My phal started developing a flower spike last August. The spike continued to grow and finally fully developed its beautiful flowers around October, I think. They fell off today, June 22nd. So, from beginning to end, it was almost a year with gorgeous flowers that lasted about 8 months! Is this typical? I'm very good at growing phals, but it is pure instinct. I don't actually know that much about orchids -- I just love them and have great luck in growing them (I have 3 blooming right now).

Comments (4)

  • 9 years ago

    I'd say that many bloom for 6 months or more provided they are kept in a consistent environment.

  • 9 years ago
    last modified: 9 years ago

    Phalaenopsis Nancy Am x equestris. I suspect that equestris adds a bit of "easy growing" and branching spikes

    In theory, some will bloom forever because they will bloom from a new flowering stem grown from a node.

    This discussion will go on forever because some growers are quite happy getting a bloom no matter what.

    Going back many years, I will relate the story of Betty, a lovely lady who was the Champion Orchid grower of a local Society. She had this species Phalaenopisis which was a sequential bloomer. It had a few dispirited blooms at the end of a long long spike and she would bench it month after month year after year to get a few benching points.

    One of my Phals is about to bloom (pic. above) and after enjoying the blooms and benching it at a local orchid society for a few months and maybe putting it in an orchid show I am going to say thank you and go snip.

    I has a few weeks to go before it blooms and has a secondary flowering spike forming so in theory it could be in bloom for ages.

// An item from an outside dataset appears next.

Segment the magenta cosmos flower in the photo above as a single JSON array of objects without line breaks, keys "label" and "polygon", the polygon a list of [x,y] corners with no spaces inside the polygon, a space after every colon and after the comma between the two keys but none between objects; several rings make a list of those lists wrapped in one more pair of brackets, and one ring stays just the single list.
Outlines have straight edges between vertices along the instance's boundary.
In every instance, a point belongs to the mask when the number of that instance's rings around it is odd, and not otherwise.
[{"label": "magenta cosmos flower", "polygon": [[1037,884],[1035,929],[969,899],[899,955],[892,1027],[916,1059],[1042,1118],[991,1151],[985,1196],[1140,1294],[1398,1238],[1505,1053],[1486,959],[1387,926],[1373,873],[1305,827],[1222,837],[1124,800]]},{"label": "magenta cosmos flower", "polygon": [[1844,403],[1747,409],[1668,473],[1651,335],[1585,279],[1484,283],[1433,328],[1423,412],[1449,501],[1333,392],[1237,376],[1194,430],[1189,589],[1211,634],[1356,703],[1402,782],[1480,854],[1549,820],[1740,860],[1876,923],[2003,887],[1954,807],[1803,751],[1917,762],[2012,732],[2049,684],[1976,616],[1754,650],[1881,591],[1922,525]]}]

    Another grower has a Phal. House and belongs to many orchid Societies, he exhibits his orchids at various orchid shows over a period of about 3 months and at the end of the orchid show season he goes SNIP.

  • 9 years ago

    When I kept my orchids in one location, they would bloom really well, the flowers would last 3-4 months, and then be done. The spike would turn brown, and I would snip it. When I had to relocate them, they bloomed with far fewer flowers. However, when the flowers started fading, I noticed that about 2 months in, more buds started developing at the end. A month later, more flowers! Both times this happened, the second round had more blooms than the first. It happened to three different phals this way, and so I had flowers for about 7 months!

    Honestly, I'd rather one fierce blooming, and then cut the spike. One of my phals would get branching spikes with 20+ flowers on it. It was glorious. This time it was only 7, followed by 12 flowers 3 months later. It's weird and I'm not sure why it's happening. Another is quite tiny but its flowers are small and gorgeous. It used to give 7-8 flowers. This time it was only 3. Followed by 4 a few months later. Since there were always buds, there was never an opportunity to cut the spike. It's odd.

  • 9 years ago

    As long as the spike is green it will make more buds, usually smaller flowers on the end of a long, bare spike. Not to my liking so I do as ArthurM, snip, snip.

    I like to have new spikes with lots of flowers.